Pink Window of Time, 29 x 32 cm

I returned in the wee hours on Friday, September 3 after a 7 week stint in Italy at the Certosa di Pontignano just outside of Siena, and since then I have been able to improve my website and post new images. Though most of my time in Italy was taken up by things other than art and painting, I did manage to begin close to 30 paintings, all on linen, though many of these are “failures” that will become the underpaintings for others in the future. As much as I might appreciate the quick, rapid sketch, I also enjoy the challenge of returning to a theme again for further contemplation, allowing it to become a greater niche in my thought process. So some of these images here are very quick and not so big, while with others I was able to at least get a second session with it. The painting above, for example, was something I came across when going to answer the phone. That pink light coming in from the window lasts no longer than 5 minutes each evening before sunset, so I tried getting back to it a few days in a row. The painting below instead was another view I came across in my room when the entire Certosa lost power in a massive thunderstorm. I was struck by the reflection on the floor, the blast of white and the inclusion of a television, and I was forced to paint very quickly before the lights came back on an hour later.
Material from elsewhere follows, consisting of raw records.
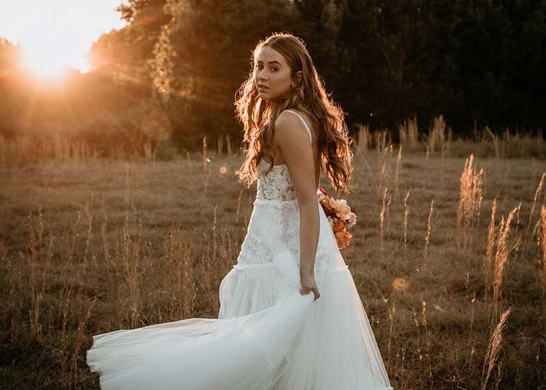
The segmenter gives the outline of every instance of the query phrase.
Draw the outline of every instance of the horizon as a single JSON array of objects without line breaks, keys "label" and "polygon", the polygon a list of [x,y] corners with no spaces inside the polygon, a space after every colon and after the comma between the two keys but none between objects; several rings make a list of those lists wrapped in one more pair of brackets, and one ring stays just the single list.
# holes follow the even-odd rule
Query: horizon
[{"label": "horizon", "polygon": [[[124,27],[115,9],[122,0],[31,0],[0,12],[0,37],[21,48],[23,66],[36,77],[55,79],[67,69],[89,70],[87,55],[103,33]],[[30,11],[29,11],[30,10]],[[21,18],[21,15],[25,15]]]}]

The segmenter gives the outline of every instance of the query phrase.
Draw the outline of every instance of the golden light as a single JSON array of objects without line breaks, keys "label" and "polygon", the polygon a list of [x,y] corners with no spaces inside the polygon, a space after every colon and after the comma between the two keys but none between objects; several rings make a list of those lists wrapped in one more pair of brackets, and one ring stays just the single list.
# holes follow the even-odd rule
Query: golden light
[{"label": "golden light", "polygon": [[88,70],[87,53],[100,35],[125,24],[115,9],[122,0],[11,1],[0,12],[0,36],[19,44],[23,67],[47,81],[70,68]]},{"label": "golden light", "polygon": [[405,291],[409,286],[408,281],[402,276],[396,276],[391,284],[392,289],[398,292]]},{"label": "golden light", "polygon": [[68,68],[62,48],[44,45],[39,48],[24,48],[23,55],[24,69],[32,75],[45,80],[60,80]]}]

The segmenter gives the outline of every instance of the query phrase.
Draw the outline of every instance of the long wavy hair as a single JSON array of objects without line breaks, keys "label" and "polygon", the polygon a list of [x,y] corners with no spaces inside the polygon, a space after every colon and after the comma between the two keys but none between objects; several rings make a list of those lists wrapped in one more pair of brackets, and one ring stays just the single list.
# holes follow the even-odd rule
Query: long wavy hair
[{"label": "long wavy hair", "polygon": [[[293,79],[296,72],[303,71],[295,87],[274,100],[264,100],[259,97],[254,80],[253,68],[260,50],[265,47],[270,47],[284,57]],[[312,121],[322,171],[327,173],[336,190],[348,192],[352,171],[352,140],[348,134],[345,113],[326,93],[305,42],[289,33],[275,33],[258,43],[252,53],[251,65],[253,69],[237,92],[234,103],[237,118],[243,125],[246,143],[245,159],[236,172],[238,181],[248,187],[252,184],[264,153],[271,156],[266,173],[273,169],[273,124],[283,111],[294,108],[307,114]]]}]

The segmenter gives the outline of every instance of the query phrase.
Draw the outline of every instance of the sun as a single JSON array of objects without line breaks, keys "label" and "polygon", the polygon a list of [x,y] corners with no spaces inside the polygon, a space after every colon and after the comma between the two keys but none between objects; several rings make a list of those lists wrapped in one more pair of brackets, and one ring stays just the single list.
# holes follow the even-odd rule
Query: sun
[{"label": "sun", "polygon": [[23,48],[23,67],[33,77],[44,81],[61,80],[69,69],[70,58],[66,48],[43,40]]}]

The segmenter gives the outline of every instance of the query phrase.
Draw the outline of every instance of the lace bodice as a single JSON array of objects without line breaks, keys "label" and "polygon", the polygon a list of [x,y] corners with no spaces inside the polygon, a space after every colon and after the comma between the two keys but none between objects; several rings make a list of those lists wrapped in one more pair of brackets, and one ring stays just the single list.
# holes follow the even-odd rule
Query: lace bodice
[{"label": "lace bodice", "polygon": [[295,190],[286,164],[273,166],[271,171],[265,175],[268,167],[269,163],[264,160],[261,160],[258,165],[256,199],[267,200],[295,200],[296,198]]},{"label": "lace bodice", "polygon": [[[309,143],[313,143],[311,131],[302,116],[290,109],[286,109],[284,112],[290,112],[300,118],[309,135]],[[258,164],[256,168],[258,176],[256,199],[267,200],[295,200],[296,198],[295,190],[286,164],[273,166],[271,171],[266,175],[265,173],[268,169],[270,163],[263,159]]]}]

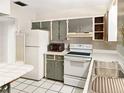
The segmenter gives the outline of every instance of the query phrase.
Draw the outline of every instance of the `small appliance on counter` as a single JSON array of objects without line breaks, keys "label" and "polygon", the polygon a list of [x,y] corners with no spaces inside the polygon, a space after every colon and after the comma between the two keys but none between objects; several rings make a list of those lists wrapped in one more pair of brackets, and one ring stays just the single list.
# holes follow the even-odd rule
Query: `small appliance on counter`
[{"label": "small appliance on counter", "polygon": [[48,51],[52,52],[62,52],[65,50],[64,43],[50,43],[48,45]]}]

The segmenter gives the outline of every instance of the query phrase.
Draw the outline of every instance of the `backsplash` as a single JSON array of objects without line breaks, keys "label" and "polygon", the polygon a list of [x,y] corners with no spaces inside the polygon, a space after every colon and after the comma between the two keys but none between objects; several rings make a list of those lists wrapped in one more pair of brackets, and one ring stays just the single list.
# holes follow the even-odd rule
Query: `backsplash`
[{"label": "backsplash", "polygon": [[92,38],[70,38],[67,43],[93,44],[93,49],[116,50],[117,42],[93,41]]}]

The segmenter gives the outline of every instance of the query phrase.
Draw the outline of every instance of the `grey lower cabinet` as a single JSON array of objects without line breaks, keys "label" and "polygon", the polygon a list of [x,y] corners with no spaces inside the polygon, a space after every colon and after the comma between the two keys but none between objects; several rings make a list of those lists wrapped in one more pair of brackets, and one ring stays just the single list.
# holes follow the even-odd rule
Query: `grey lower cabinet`
[{"label": "grey lower cabinet", "polygon": [[[50,56],[53,56],[50,57]],[[64,79],[64,56],[46,55],[46,77],[63,81]]]}]

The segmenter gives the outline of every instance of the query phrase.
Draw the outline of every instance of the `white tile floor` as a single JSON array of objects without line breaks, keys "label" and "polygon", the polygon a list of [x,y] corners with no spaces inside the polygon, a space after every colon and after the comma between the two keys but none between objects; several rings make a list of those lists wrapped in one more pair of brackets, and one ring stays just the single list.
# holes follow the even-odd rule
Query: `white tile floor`
[{"label": "white tile floor", "polygon": [[83,93],[83,89],[48,79],[33,81],[20,78],[11,83],[11,93]]}]

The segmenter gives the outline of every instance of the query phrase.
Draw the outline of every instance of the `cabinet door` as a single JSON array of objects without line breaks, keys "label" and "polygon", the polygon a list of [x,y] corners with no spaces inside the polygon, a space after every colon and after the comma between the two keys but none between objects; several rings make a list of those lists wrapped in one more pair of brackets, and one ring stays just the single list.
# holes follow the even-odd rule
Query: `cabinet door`
[{"label": "cabinet door", "polygon": [[92,18],[80,18],[69,20],[69,33],[91,32],[93,30]]},{"label": "cabinet door", "polygon": [[59,40],[59,24],[58,21],[52,22],[52,41]]},{"label": "cabinet door", "polygon": [[40,29],[40,22],[32,22],[32,29]]},{"label": "cabinet door", "polygon": [[55,79],[55,61],[47,60],[47,78]]},{"label": "cabinet door", "polygon": [[55,79],[63,81],[64,79],[64,61],[56,61],[55,62]]},{"label": "cabinet door", "polygon": [[62,20],[60,21],[60,40],[66,40],[66,34],[67,34],[67,23],[66,23],[66,20]]},{"label": "cabinet door", "polygon": [[41,22],[41,29],[50,31],[50,21]]}]

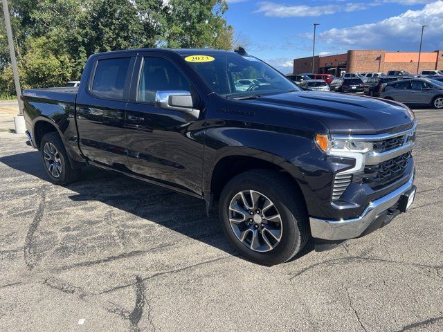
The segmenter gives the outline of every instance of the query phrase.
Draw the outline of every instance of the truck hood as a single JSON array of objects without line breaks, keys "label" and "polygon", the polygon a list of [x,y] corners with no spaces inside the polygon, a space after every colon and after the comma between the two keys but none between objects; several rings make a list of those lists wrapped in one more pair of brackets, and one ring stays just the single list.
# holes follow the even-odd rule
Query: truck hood
[{"label": "truck hood", "polygon": [[395,132],[412,126],[414,120],[408,107],[401,104],[343,93],[292,92],[262,96],[248,102],[313,118],[336,134]]}]

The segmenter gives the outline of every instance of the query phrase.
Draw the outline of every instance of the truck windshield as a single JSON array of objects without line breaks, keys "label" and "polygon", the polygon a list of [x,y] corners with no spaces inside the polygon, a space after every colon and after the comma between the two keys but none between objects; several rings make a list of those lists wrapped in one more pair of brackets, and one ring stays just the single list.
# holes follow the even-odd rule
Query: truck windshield
[{"label": "truck windshield", "polygon": [[183,55],[214,92],[227,98],[300,91],[284,75],[250,55],[217,53],[206,55],[204,62],[197,57]]}]

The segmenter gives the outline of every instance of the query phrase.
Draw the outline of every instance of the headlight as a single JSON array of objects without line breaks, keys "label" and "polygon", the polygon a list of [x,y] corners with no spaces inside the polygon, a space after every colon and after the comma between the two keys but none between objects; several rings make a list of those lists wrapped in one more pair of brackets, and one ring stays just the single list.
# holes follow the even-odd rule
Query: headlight
[{"label": "headlight", "polygon": [[372,143],[352,140],[336,140],[329,135],[318,133],[316,136],[317,146],[327,154],[343,156],[343,152],[365,154],[372,149]]},{"label": "headlight", "polygon": [[408,109],[408,114],[409,115],[410,120],[412,120],[413,121],[415,120],[415,113],[409,107],[407,107],[407,109]]}]

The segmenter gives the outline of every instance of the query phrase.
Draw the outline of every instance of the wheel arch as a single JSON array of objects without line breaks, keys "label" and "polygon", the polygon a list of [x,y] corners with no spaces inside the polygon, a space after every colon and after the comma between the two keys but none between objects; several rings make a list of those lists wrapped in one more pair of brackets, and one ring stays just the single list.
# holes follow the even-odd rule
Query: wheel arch
[{"label": "wheel arch", "polygon": [[[252,148],[228,147],[214,162],[204,179],[204,196],[208,210],[218,201],[222,190],[230,179],[245,172],[257,169],[271,169],[284,174],[304,197],[297,181],[300,178],[296,167],[283,158]],[[305,202],[304,203],[306,204]]]},{"label": "wheel arch", "polygon": [[43,136],[45,134],[51,132],[57,133],[64,145],[63,135],[62,134],[60,129],[58,128],[58,126],[57,126],[53,121],[51,121],[48,118],[43,116],[36,118],[34,120],[33,124],[33,137],[34,138],[35,145],[39,150],[40,149],[40,143]]},{"label": "wheel arch", "polygon": [[84,163],[75,161],[72,158],[72,156],[71,156],[69,153],[69,150],[66,149],[66,144],[64,140],[63,133],[53,120],[44,116],[39,116],[33,121],[32,130],[33,138],[37,149],[40,150],[40,144],[43,136],[48,133],[57,133],[62,140],[64,149],[66,150],[68,161],[69,162],[70,166],[73,168],[80,168],[84,166]]},{"label": "wheel arch", "polygon": [[432,100],[431,100],[431,106],[433,106],[433,107],[435,107],[434,102],[435,102],[435,100],[436,100],[437,98],[443,98],[443,93],[441,93],[441,94],[440,94],[440,95],[435,95],[434,97],[433,97]]}]

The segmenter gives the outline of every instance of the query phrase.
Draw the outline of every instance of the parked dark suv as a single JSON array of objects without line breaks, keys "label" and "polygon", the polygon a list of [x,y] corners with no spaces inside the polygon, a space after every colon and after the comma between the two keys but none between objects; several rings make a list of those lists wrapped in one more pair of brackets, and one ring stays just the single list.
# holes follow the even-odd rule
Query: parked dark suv
[{"label": "parked dark suv", "polygon": [[415,78],[389,83],[381,97],[408,104],[428,105],[443,109],[443,82],[432,79]]},{"label": "parked dark suv", "polygon": [[331,82],[330,86],[334,92],[363,93],[365,90],[365,84],[360,78],[337,77]]},{"label": "parked dark suv", "polygon": [[379,97],[383,89],[389,82],[398,81],[396,77],[369,77],[365,83],[365,95],[371,97]]}]

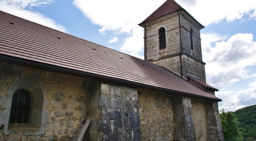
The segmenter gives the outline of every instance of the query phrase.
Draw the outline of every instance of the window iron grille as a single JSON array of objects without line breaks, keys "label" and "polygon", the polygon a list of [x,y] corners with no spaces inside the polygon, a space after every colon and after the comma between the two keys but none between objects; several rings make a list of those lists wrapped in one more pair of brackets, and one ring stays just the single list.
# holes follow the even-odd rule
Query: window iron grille
[{"label": "window iron grille", "polygon": [[191,45],[191,49],[193,50],[193,36],[194,31],[192,29],[190,30],[190,43]]},{"label": "window iron grille", "polygon": [[166,40],[165,29],[162,28],[159,31],[159,49],[166,48]]},{"label": "window iron grille", "polygon": [[23,89],[15,91],[13,96],[9,123],[28,123],[31,101],[29,92]]}]

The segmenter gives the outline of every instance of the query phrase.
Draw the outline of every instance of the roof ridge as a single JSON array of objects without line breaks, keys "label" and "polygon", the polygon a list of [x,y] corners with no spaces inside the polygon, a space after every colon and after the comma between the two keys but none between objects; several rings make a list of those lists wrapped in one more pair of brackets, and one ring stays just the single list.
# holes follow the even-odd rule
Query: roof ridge
[{"label": "roof ridge", "polygon": [[[29,20],[27,20],[27,19],[25,19],[25,18],[22,18],[22,17],[20,17],[18,16],[15,16],[15,15],[14,15],[12,14],[10,14],[10,13],[7,13],[7,12],[4,12],[4,11],[2,11],[2,10],[0,10],[0,12],[3,12],[3,13],[5,13],[5,14],[8,14],[8,15],[12,15],[12,16],[15,16],[15,17],[17,17],[17,18],[21,18],[21,19],[22,19],[22,20],[26,20],[26,21],[28,21],[28,22],[32,22],[32,23],[35,23],[35,24],[38,24],[38,25],[41,25],[41,26],[43,26],[43,27],[46,27],[46,28],[49,28],[49,29],[53,29],[53,30],[55,30],[55,31],[58,31],[58,32],[62,32],[62,33],[63,33],[63,34],[66,34],[66,35],[70,35],[70,36],[72,36],[74,37],[75,37],[75,38],[78,38],[78,39],[82,39],[82,40],[85,40],[85,41],[87,41],[87,42],[90,42],[90,43],[93,43],[93,44],[96,44],[96,45],[99,45],[99,46],[102,46],[102,47],[106,47],[106,48],[107,48],[107,49],[110,49],[110,50],[113,50],[113,51],[117,51],[117,52],[119,52],[119,53],[122,53],[122,54],[125,54],[125,55],[128,55],[130,56],[131,56],[131,57],[134,57],[134,58],[138,58],[138,59],[141,59],[141,60],[143,60],[143,61],[147,61],[147,62],[148,62],[148,61],[145,61],[145,60],[144,60],[142,59],[140,59],[140,58],[137,58],[137,57],[134,57],[134,56],[132,56],[132,55],[130,55],[130,54],[126,54],[126,53],[123,53],[123,52],[121,52],[121,51],[117,51],[117,50],[114,50],[114,49],[111,49],[111,48],[109,48],[109,47],[106,47],[106,46],[103,46],[103,45],[100,45],[100,44],[97,44],[97,43],[94,43],[94,42],[91,42],[91,41],[89,41],[89,40],[86,40],[86,39],[83,39],[82,38],[80,38],[80,37],[77,37],[77,36],[74,36],[74,35],[71,35],[71,34],[68,34],[68,33],[66,33],[66,32],[63,32],[63,31],[60,31],[60,30],[57,30],[57,29],[54,29],[54,28],[50,28],[50,27],[47,27],[47,26],[45,26],[45,25],[42,25],[42,24],[40,24],[40,23],[36,23],[36,22],[33,22],[33,21],[31,21]],[[155,64],[153,64],[153,63],[152,63],[152,64],[154,64],[154,65],[155,65]]]},{"label": "roof ridge", "polygon": [[[176,5],[176,6],[177,6],[178,8],[179,8],[179,9],[177,8],[177,7],[174,8],[174,7],[169,7],[169,8],[171,9],[171,10],[170,12],[167,12],[167,13],[165,13],[164,14],[160,14],[159,13],[160,12],[157,12],[158,11],[161,11],[161,12],[162,12],[163,10],[162,9],[160,9],[160,8],[161,8],[164,6],[164,5],[166,5],[167,6],[167,5],[171,5],[172,6],[173,6],[171,3],[172,2],[174,2],[174,3]],[[162,8],[163,9],[163,8]],[[147,18],[146,18],[141,23],[139,24],[139,25],[140,25],[142,23],[145,23],[146,22],[147,22],[150,21],[151,21],[152,20],[159,18],[160,17],[161,17],[162,16],[163,16],[164,15],[168,14],[169,14],[173,12],[174,12],[178,10],[180,10],[181,9],[183,9],[183,8],[180,5],[178,4],[177,2],[176,2],[174,0],[167,0],[164,2],[163,3],[162,5],[161,5],[161,6],[160,6],[159,7],[157,8],[156,10],[155,10],[153,13],[152,13],[149,16],[148,16]],[[168,12],[169,12],[169,10],[168,10]],[[158,15],[159,14],[160,14],[161,15]],[[156,18],[150,18],[150,17],[152,16],[152,15],[156,15],[157,17]],[[153,17],[154,17],[154,16],[153,16]]]}]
Approaching of the Storm, 16 x 25 cm


Closet, 35 x 48 cm


Pink Journal and Paper Bag, 33 x 40 cm

I suppose one might think that a long stay in Italy would involve numerous landscapes or street scenes, but after my enduring plunge into domestic chaos and focus on the beauty in the mundane, even in luscious Italy I stayed away from painting the rolling hills of Chianti. I preferred coming across pink journals and paper bags. Still, I did venture outside a few times.


Blue Clouds, 16 x 25 cm


Afternoon View, 16 x 25 cm


Arch Study, 30 x 42 cm

But I kept returning to my room, where things seemed to change constantly with the flux of the days:


Amber Wall, 30 x 43 cm


Pillows, 16 x 25 cm

And the following are some other quick, unfinished sketches, which may hold something that can be resolved (but probably not):

About 2 weeks before returning to Israel, I began to think about my dilemma as an artist, about what it is I want to paint and what I don’t. As much as I would love to move often and walk into new places of transit to find new chaos and stories unfolding, it is hardly practical. And then the solution dawned on me, and I am extremely thrilled to get into this whole new world of works. And there will be no need to change countries, houses or furniture. What bliss.